Some states provide for a “buy-in” to the equivalent of the state’s Children’s Health Insurance (CHIP) program by individuals who have income exceeding the eligibility levels for the actual CHIP program. A question had arisen about whether such individuals would be disqualified from eligibility for the premium credit under IRC §36B due to having access (albeit often at full, unsubsidized cost) to a CHIP-like program.
The CHIP program is a program that qualifies as minimum essential coverage and, generally, individuals who qualify for such a government program is deemed to be eligible for minimum essential coverage and, thus, not eligible to obtain a tax credit for any marketplace coverage the taxpayer may obtain in lieu of the program coverage.
The “buy-in” programs require the eligible taxpayer to pay in premiums to obtain coverage and generally receive little or no government subsidy of such premiums.

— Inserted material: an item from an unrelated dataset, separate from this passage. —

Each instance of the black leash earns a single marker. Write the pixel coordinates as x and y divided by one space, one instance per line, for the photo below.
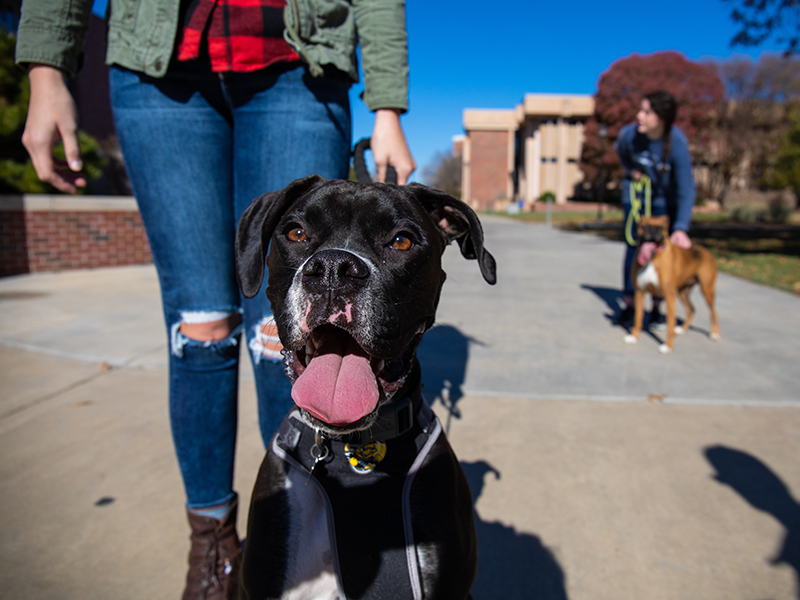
360 165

In Notice 2015-37 the IRS addressed this issue, determining that such individuals will only be deemed “eligible for minimum essential coverage” for purposes of the credit only for the period the person is actually enrolled in the coverage. Or, to put it more simply, so long as the individual who is not eligible for CHIP coverage does not actually enroll in the equivalent program, the individual will be eligible to obtain a credit for coverage obtained from the state marketplace.
The IRS determined that such programs are neither authorized nor funded under title XXI of the Social Security Act and are, therefore, not government-sponsored minimum essential coverage under IRC §5000A(f)(1)(A).
The notice also provides that since a CHIP “buy-in” program itself is not in a statutorily designated class as being “minimum essential coverage” a program would need to apply to be designated to qualify as such with the Department of Health and Human Services.